Stuart Hall: In Conversations revisits the life and work of the Jamaican-born cultural theorist, Stuart Hall, a key figure in the foundation of the field of Cultural Studies. Through interviews, music, and audio archives, this program examines the political and historical context that shaped Stuart Hall’s ideas.

From the 1950s until his death in 2014, Hall was a world renowned black public intellectual, known for his role in establishing the New Left in Britain, his groundbreaking analyses of Thatcherism, and his dialogical understanding of culture and representation.

Hall saw politics in a range of human formations, from the mundane and everyday to the global expansion of free market capitalism.He argued that culture should be understood both as a site for the reproduction of dominant ideologies as well as a location for resisting power and claiming new identities.

Stuart Hall’s visionary understandings of neoliberalism and what he called “authoritarian populism” are worth revisiting today in an era of racially charged nationalism, evidenced in the 2016 Brexit vote in the United Kingdom, Marine Le Pen’s rise in popularity in France, and the election of Donald Trump to the presidency of the United States.

Gary Younge (Ep. 2)

In his interview with Gary Younge, editor at large for The Guardian, UT Austin Professor Ben Carrington begins with a reflection on Younge’s article following Stuart Hall’s passing entitled, “Stuart Hall: A Class Warrior and a Class Act.” Younge praises Hall for not being interested in sounding clever or performing academic stardom.
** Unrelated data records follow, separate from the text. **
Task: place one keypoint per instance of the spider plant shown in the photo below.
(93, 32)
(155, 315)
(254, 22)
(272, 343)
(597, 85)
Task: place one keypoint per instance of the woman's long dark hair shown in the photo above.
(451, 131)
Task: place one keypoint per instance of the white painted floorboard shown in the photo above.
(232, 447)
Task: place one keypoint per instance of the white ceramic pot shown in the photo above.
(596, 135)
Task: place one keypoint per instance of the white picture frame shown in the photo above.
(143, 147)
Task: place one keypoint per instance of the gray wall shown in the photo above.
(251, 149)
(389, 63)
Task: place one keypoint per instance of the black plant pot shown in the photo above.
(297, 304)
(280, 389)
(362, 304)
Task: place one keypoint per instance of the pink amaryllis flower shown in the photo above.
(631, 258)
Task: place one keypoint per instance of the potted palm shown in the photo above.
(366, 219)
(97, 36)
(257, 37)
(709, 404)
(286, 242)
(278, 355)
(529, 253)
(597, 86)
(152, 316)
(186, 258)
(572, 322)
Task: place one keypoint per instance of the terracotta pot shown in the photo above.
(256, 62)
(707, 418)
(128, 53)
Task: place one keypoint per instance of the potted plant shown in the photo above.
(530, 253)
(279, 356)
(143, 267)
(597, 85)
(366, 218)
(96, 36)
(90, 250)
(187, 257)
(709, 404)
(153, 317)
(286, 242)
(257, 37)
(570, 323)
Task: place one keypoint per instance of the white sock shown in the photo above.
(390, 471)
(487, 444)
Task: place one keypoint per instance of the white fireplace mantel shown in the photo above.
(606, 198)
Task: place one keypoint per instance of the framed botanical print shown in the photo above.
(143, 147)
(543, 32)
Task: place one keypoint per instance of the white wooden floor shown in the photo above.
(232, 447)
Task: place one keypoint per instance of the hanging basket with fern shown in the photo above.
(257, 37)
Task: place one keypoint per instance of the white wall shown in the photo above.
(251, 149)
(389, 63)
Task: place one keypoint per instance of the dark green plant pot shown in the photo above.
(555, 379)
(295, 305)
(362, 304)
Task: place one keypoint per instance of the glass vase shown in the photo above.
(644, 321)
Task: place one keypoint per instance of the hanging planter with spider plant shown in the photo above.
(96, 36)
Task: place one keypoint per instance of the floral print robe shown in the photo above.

This is particularly notable because, according to Younge, it is common for academic stars in the current era to say things that are catchy, “like dangling baubles that make people sit up and think you’re clever.”  On the contrary, Hall had a “soft and nurturing presence” and wanted to be useful rather than dominating.

This was evidenced in the way that Hall would “almost appear without a trace when he came into a room.” Younge first became aware of Stuart Hall when he was 7 or 8 through Hall’s position at the Open University, but then became more familiar with his work reading Marxism Today, especially “New Times.”

In addition to the relevance of his ideas, Younge reflects on how meaningful it was to see a black man as an intellectual who could say what he had to say but also keep his integrity intact. For Younge, it was significant that Hall did not appear embittered or insecure, that he “seemed happy in his skin” and that “he didn’t have to put someone else down in order to build himself up.”

Younge remembers his last communication with Hall, which was an exchange over Younge’s “Ethical World Cup.” Commenting on the loss of Hall, Younge states that while “there was never a time where we didn’t need him… arguably we need him now more than ever, though I guess that was always true.”